Delta Coun. Ian Paton says that he sees libraries going the way of the video store - in other words, into extinction.
"But I'm probably ... wrong about that," he added.
Yes, he is wrong. He notes that he doesn't use the library, so I can forgive the lack of awareness - to a degree.
But if he's in a position to make a decision about the funding of these facilities, I'd suggest he perhaps spend some time at local libraries before he rings the death knell for them.
I rarely use the public transit system, but I wouldn't suggest it's useless and unnecessary because it isn't important to me personally; the same should hold true in this circumstance.
My guess is that Paton hears the word "library" and thinks it still means what it did in his own youth: a place with a lot of books.
If that were the case, he'd probably be right. How many kids head off to the library to do research for a paper by rifling through stacks of encyclopedias, when the internet and all its offerings are so quickly available at home or school? How many more adults are using ereaders, or just not reading at all anymore? How many families have substantial bookshelves in their children's rooms without any "borrowing" required?"
But that's not what a library is anymore. It's a place of connection: story times for parents and children create a rare opportunity for often isolated parents to talk to their peers; English conversation groups provide a place for newcomers to practise skills; talks and visits by authors give readers a chance to learn and experience new things.

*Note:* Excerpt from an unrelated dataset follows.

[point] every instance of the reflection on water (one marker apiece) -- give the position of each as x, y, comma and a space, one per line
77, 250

It's a place of equality: not everyone can afford, or wants, to have home computers, internet connections, smartphones and the like.
It's a place of learning: yes, believe it or not, there are still people who love the feel of a bound book between their hands, who wander the rows glancing at titles on astronomy, religion, philosophy, self-help, cooking, crafting, gardening, and more - and find inspiration in doing so.

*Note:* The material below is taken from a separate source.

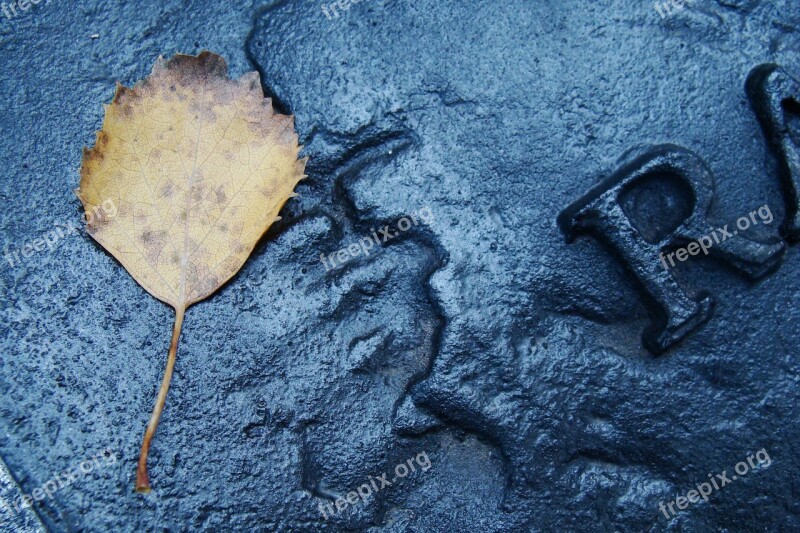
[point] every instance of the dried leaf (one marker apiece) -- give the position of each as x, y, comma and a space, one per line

It's a place of fun: libraries have changed their offerings to meet the needs of the community. For example, most kids' sections now have lending boxes that include a few books, a CD, and a toy or two (usually on a common theme, like trains or dinosaurs) put together for a specific age group. For cash-strapped parents (or those who know that variety is the spice of a toddler's life) the ability to swap out these boxes and borrow them for a period of time is a great service.
It's a place of technology: yep, many people are switching to ebooks. But guess what: buying an ebook still isn't cheap. Libraries are responding to this by slowly building their ebook resources.

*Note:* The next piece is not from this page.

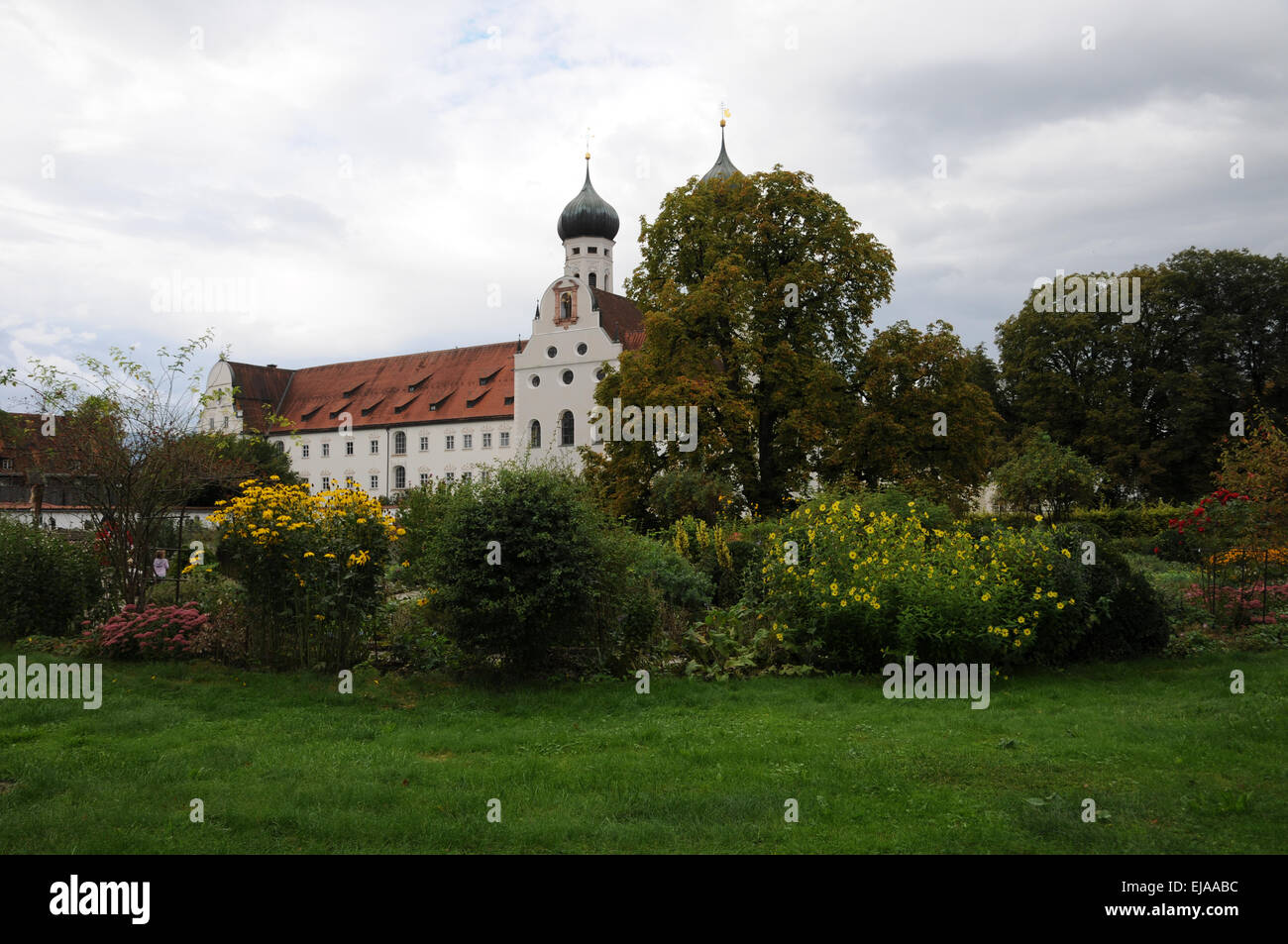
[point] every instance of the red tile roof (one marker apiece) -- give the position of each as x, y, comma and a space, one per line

No, it's not always as fast as buying it yourself - with limited licences, you can't always get the book as soon as you want it - but if you're willing to wait, you can get what you want. And it's free!
But aside from all this, it's a place of wonder. As a parent, I bring my kids to the library because there's nothing like the thrill of seeing all those stories, all those stacks, in one place and thinking, "I want to read them all!"
As we lament the video-game era of childhood that seems to be upon us, why would we consider short funding one of the few places that still gives children access to unlimited imagination, learning and amazement?
I encourage Paton (and all elected officials, actually) to check out his local library - but when he does, he should pretend he is someone else: visit it as a parent, and check out the long list of story times and support services; visit it as an underemployed individual who doesn't have technology at home and discover the lifeline that the library is; visit it as a senior citizen who lives alone and for whom the library is a time of social interaction; visit it as a child, and see the riches that exist on its rows and rows of shelves.
There is incredible value in the library - but I fear that Paton, and others who echo his sentiments, won't see it unless they actually spend some time there, or ponder what role it plays in the lives of someone other than themselves.
Christina Myers is a Surrey resident and a reporter with the Burnaby Now, a sister paper to the Now.